Becerra hasn’t fallen by the wayside because health care is no longer politically salient. Quite the contrary: The recent Inflation Reduction Act was in large part a drug-pricing bill, and everyone nowadays has an opinion about vaccines. Rather, the reason for Becerra’s relative obscurity is that the Biden administration has stopped talking about the HHS. Like Schrödinger’s cat or a Kardashian, HHS only matters when we’re staring at it. If we’re smart, we’ll keep averting our eyes.

In his Very Serious newsletter, Josh Barro notes that the Biden administration appointed Becerra to placate the Congressional Hispanic Caucus and is now sidelining him to keep the spotlight off his managerial and policy incompetence. But perhaps Becerra has been shunned for too long, as he seems to have forgotten Democrat Rule No. 1 and suggested that states do something to help Washington fight monkeypox. Becerra’s apostasy earned him the scorn of progressive activists, and the aforementioned Politico piece. But the interesting thing isn’t that Becerra is waking up to the glories of federalism; it’s that even he probably realizes his job is kind of a joke.

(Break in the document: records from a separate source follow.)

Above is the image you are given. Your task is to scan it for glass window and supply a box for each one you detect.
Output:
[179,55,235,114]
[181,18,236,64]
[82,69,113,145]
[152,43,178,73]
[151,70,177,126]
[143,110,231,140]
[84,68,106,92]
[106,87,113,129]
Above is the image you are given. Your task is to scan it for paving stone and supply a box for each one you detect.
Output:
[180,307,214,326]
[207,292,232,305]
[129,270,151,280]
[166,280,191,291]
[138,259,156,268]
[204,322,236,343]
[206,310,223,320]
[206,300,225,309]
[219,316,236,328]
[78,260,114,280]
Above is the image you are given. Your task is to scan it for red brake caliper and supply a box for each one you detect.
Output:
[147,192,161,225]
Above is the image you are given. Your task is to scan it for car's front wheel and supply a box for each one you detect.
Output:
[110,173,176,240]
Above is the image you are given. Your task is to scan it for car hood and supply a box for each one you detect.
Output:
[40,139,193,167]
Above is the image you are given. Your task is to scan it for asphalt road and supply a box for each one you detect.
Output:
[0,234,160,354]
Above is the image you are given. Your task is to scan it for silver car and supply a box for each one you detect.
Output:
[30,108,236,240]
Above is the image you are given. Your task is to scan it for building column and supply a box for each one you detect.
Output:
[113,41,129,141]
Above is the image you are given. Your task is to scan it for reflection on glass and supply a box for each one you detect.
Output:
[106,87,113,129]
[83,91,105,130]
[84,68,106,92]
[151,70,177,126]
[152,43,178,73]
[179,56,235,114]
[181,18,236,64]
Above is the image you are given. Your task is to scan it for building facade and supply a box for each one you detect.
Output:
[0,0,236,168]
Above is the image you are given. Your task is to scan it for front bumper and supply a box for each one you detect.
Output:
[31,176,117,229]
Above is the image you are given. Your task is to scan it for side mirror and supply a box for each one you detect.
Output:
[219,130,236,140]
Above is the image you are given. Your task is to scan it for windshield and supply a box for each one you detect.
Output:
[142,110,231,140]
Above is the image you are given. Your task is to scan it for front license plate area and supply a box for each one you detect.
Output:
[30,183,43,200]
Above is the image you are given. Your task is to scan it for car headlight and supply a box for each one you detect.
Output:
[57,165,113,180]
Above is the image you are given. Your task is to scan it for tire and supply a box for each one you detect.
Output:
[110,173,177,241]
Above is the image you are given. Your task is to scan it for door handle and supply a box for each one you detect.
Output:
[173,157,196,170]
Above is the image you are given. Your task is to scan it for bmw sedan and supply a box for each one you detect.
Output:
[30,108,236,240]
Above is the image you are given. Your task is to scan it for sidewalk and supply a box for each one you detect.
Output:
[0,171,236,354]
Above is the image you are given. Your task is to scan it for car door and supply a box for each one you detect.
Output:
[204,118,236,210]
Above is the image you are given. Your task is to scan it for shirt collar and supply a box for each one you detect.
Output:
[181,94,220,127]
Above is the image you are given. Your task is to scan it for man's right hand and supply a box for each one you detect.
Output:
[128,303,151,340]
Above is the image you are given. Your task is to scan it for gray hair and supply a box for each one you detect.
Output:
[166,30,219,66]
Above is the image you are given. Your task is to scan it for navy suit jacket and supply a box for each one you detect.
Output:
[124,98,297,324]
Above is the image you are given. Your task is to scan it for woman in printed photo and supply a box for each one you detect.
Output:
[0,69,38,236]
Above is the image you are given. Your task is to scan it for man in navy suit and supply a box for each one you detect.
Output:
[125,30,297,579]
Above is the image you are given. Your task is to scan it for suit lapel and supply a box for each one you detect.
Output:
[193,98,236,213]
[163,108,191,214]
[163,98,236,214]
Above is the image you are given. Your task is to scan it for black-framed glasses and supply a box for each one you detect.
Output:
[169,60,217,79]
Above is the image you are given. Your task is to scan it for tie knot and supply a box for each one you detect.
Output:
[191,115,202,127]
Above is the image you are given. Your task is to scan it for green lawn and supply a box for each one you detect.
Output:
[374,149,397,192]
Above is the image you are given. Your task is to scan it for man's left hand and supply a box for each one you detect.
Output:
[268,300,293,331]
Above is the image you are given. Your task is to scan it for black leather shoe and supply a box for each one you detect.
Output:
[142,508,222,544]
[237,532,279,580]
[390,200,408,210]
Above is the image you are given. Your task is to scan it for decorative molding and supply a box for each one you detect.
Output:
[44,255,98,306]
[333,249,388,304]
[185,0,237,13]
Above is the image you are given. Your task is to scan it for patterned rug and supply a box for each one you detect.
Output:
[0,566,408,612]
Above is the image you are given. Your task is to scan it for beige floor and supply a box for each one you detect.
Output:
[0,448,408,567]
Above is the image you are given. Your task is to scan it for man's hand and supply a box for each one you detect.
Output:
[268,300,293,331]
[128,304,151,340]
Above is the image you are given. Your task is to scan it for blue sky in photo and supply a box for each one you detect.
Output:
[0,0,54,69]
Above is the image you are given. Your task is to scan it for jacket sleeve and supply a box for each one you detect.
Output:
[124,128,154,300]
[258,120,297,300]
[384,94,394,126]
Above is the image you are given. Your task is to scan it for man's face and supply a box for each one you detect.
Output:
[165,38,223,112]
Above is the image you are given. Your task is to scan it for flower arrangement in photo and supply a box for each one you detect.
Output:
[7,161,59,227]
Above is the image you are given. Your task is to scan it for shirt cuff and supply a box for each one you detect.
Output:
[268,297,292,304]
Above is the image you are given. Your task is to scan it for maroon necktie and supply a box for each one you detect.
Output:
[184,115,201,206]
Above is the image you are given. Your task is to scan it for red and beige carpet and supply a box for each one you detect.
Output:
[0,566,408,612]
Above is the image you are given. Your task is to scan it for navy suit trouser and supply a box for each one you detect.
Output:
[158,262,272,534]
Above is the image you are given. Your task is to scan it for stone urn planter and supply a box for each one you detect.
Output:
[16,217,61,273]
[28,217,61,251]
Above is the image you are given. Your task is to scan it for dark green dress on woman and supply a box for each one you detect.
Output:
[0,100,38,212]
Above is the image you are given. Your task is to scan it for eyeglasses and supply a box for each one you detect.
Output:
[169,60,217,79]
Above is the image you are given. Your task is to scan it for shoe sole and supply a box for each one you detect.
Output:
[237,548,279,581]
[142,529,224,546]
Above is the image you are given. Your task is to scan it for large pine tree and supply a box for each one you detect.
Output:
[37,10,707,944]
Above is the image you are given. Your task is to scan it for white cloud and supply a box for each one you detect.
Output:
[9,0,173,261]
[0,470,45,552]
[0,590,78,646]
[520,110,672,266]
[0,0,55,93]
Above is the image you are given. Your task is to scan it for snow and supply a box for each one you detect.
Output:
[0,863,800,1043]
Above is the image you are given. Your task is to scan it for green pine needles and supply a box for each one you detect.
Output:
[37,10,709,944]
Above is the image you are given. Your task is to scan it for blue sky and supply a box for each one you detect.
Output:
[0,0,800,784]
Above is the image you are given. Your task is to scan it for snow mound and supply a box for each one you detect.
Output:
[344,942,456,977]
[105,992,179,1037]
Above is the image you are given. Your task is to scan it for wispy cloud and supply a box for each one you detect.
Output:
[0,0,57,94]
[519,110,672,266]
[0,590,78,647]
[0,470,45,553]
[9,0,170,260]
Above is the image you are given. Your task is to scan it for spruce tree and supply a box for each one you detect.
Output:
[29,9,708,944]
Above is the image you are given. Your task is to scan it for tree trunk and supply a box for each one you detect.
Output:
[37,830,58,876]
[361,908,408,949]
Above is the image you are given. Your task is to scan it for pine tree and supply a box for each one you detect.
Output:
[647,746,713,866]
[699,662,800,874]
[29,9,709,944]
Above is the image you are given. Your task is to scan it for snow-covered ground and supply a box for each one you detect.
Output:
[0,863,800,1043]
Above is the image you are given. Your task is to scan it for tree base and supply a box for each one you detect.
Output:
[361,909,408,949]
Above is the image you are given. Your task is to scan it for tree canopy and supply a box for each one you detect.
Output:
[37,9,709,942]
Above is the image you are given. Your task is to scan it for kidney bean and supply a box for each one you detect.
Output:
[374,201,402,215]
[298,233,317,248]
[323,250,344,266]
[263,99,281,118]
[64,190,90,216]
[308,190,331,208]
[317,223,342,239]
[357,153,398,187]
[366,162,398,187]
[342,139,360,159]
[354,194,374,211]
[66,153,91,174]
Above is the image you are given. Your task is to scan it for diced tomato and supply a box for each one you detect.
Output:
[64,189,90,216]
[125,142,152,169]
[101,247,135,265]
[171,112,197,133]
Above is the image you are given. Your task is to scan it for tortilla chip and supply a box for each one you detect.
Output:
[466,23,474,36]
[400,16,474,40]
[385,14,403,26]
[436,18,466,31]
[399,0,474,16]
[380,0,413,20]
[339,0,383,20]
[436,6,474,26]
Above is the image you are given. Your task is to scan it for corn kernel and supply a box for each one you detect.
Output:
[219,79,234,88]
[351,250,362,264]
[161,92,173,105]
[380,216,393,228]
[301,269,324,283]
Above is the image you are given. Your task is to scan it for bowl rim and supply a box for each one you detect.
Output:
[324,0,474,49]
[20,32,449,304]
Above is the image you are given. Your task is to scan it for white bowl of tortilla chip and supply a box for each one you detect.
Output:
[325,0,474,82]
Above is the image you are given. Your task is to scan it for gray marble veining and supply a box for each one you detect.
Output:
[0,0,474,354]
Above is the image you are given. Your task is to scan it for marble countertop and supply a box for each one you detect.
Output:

Since the Obama administration, we’ve tended to give undue attention to HHS secretaries. Obama’s health chiefs, Kathleen Sebelius and Sylvia Burwell, were immortalized in two landmark Supreme Court cases bearing their names, which upheld Obamacare’s individual mandate and expanded its subsidies, respectively. The Trump health team garnered even more media attention, albeit more critical in nature. The average New York Times subscriber should be forgiven for having thought, for a few years, that Tom Price was going to nuke Obamacare and Azar was going to sell the country to Pfizer. By the time Biden took office, federal health officials had attained an even higher level of national recognition. People rushed to make a demigod out of Dr. Anthony Fauci, an animal-testing advocate who believes he is the human embodiment of truth. Perhaps Fauci’s fame gave Biden cover to pick Becerra, who may have not even known the difference between Medicare and Medicaid, to lead the national health bureaucracy.

Whatever the reasons for his appointment, the White House quickly hid Becerra and his team under a bushel, and the HHS remained as it was. The FDA is still approving drugs too slowly, Medicare is still careening toward bankruptcy, and the CDC continues contradicting its own Covid guidance. All this is likely going to keep happening, regardless of who’s running HHS — or who’s in the White House, for that matter. Like the rest of the federal government, the Department of Health and Human Services is bloated, inefficient, and not going anywhere any time soon. Xavier Becerra’s disappearing act is a good reminder that, despite years of media attention, the department isn’t the driver of meaningful change. Republicans especially would do well to remember this as 2024 looms, and certain wings of the party fall prey to the seductive charm of the administrative state.

After all, even the best of Health and Human Services secretaries would still be twelfth in the presidential line of succession. Don’t place your hope for the future in someone who’s outranked by the secretary of agriculture.